The march was heading towards the Regents Park mosque. I later learned that the demonstrators had burnt the US flag outside the American embassy in Grosvenor Square. On 9/11! Apparently nothing is sacred in the UK in the name of free speech.
The keffiyeh makes me shudder. Today it no longer represents the desert Bedouins or Lawrence of Arabia. Nor is it a mere fashion accessory. I had one myself, which I bought as a souvenir in Jordan in 1995 just after the peace treaty was signed. Today it has been hijacked by the Islamist world and is now a symbol of everything dark, sinister and anti-Semitic. It stirs the same emotions in today’s Jews that the swastika must have done to those in Hitler’s Europe.
And the swastika spread fear across the Jews of the Arab world too. Hitler was extremely popular there too.
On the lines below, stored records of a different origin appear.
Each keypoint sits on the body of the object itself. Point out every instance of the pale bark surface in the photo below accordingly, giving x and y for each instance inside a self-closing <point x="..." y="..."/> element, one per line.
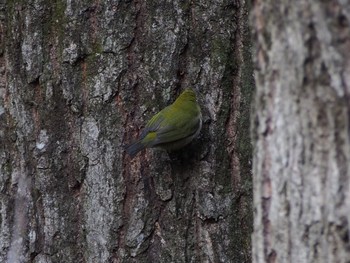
<point x="78" y="80"/>
<point x="301" y="131"/>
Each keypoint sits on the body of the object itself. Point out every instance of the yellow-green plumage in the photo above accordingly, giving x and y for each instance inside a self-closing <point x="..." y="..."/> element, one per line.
<point x="173" y="127"/>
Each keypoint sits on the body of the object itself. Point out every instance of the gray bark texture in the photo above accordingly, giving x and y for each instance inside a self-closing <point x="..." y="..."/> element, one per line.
<point x="78" y="81"/>
<point x="301" y="131"/>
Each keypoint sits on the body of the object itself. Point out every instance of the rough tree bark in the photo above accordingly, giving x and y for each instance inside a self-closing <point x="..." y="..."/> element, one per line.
<point x="78" y="80"/>
<point x="301" y="131"/>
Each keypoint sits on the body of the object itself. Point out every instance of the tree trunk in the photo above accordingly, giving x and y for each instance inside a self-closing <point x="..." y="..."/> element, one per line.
<point x="78" y="81"/>
<point x="302" y="131"/>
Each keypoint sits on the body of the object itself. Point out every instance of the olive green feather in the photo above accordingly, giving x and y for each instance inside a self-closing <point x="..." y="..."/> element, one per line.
<point x="171" y="128"/>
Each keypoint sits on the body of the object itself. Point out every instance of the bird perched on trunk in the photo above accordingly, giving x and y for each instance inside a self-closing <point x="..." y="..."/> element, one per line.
<point x="173" y="127"/>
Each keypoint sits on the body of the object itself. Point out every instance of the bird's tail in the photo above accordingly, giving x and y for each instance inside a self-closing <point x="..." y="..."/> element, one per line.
<point x="133" y="148"/>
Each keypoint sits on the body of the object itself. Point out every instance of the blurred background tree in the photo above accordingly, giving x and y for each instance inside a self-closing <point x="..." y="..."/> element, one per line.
<point x="78" y="81"/>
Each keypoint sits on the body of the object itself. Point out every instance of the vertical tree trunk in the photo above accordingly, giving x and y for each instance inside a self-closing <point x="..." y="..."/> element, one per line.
<point x="301" y="131"/>
<point x="78" y="81"/>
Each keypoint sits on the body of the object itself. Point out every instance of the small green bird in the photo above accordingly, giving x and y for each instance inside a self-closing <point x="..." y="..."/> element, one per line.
<point x="173" y="127"/>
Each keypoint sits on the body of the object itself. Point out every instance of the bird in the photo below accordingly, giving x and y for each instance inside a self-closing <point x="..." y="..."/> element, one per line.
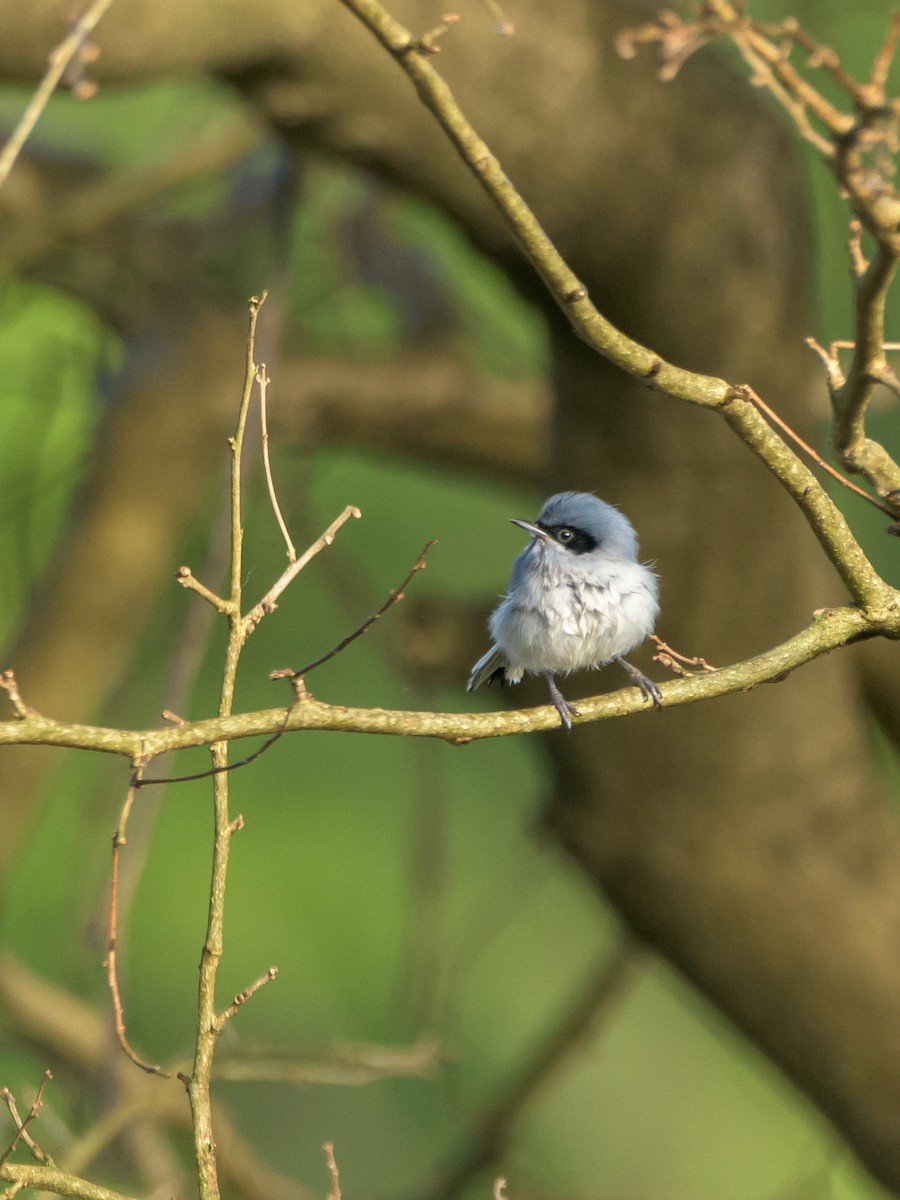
<point x="577" y="598"/>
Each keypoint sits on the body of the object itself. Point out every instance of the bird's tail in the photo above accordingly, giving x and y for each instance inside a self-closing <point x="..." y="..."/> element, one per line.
<point x="487" y="667"/>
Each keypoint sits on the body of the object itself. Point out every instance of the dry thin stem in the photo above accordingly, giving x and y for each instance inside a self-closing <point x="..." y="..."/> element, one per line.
<point x="503" y="25"/>
<point x="7" y="683"/>
<point x="868" y="589"/>
<point x="263" y="383"/>
<point x="591" y="1007"/>
<point x="59" y="63"/>
<point x="187" y="580"/>
<point x="347" y="1065"/>
<point x="335" y="1175"/>
<point x="829" y="629"/>
<point x="676" y="661"/>
<point x="269" y="601"/>
<point x="198" y="1083"/>
<point x="39" y="1177"/>
<point x="395" y="597"/>
<point x="808" y="449"/>
<point x="22" y="1133"/>
<point x="119" y="840"/>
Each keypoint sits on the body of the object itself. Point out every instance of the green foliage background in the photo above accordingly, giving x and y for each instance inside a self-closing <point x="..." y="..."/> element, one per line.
<point x="666" y="1099"/>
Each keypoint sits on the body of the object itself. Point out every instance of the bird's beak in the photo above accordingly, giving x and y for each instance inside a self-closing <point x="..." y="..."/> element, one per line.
<point x="529" y="527"/>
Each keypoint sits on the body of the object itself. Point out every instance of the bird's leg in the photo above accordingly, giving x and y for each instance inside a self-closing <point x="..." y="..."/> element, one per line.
<point x="561" y="703"/>
<point x="648" y="688"/>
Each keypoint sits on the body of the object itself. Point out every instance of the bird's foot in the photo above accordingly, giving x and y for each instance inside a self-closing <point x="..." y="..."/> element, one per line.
<point x="562" y="705"/>
<point x="648" y="688"/>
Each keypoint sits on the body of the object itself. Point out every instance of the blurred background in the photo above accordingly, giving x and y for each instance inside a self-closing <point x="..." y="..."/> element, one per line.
<point x="420" y="922"/>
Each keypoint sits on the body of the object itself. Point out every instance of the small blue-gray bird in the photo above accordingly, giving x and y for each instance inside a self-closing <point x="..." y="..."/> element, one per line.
<point x="577" y="598"/>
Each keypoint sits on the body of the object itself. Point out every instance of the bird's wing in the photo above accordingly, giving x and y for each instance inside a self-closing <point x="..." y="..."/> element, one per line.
<point x="486" y="667"/>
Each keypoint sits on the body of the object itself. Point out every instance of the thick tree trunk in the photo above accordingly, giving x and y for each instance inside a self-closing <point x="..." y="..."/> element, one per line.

They had their own Hitler Youth movements – the Syrian Social Nationalist Party, the Futuwwa in Iraq and Young Egypt. The Syrian party is one of the largest today, with 100,000 members. It’s emblem is eerily similar to the swastika.

Nazism inspired the formation of the Muslim Brotherhood, a reaction to Western culture and modernity. As early as the 1930s the Brotherhood had hundreds of thousands of followers across the Arab world. The US writer John Carlson observed: “their only liberalism is the liberal use of terror.''
Shameless supporters of the Nazis, from the beginning the Muslim Brotherhood targeted Jews in Egypt: "The Jew, if left to his own resources in Egypt, is doomed to pogrom and persecution."
But Hitler’s greatest ally was the Palestinian Mufti Haj Amin Al-Husseini. The Mufti promoted hatred and violence against the Jews of Palestine and the terrible 1941 pogrom against the Jews of Iraq, incited by the Mufti, was simply an extension of the Nazi project to exterminate the Jews.
The Nazis were eventually defeated, of course, and the Arabs have failed to defeat the Jews of Israel. But the Mufti was never tried as a war criminal. The Arab world is now Judenrein. The Islamists'' genocidal intentions against the infidel remain very much alive. Thousands have died in Al Qaeda’s war against Jews and Crusaders; Islamists spread their bigoted poison all over the world. Hamas, with its unabashedly anti-Semitic charter, now rules Gaza. And their keffiyeh wearing supporters are visible everywhere.
After the Klezmer festival, when we boarded the bus back home, the little girl asked me if the demonstrators were going to hurt her grandparents in Israel. “Don''t worry Sweetie” I reassured her in hushed tones, “they''ll be ok, we have a strong army”. But as she asked more questions loudly - in the way that children do, I suddenly realised in London in 2011, with 50% of the passengers around us wearing hijabs, and naive teenagers draped in keffiyehs, Israel was no longer a subject we could talk about openly.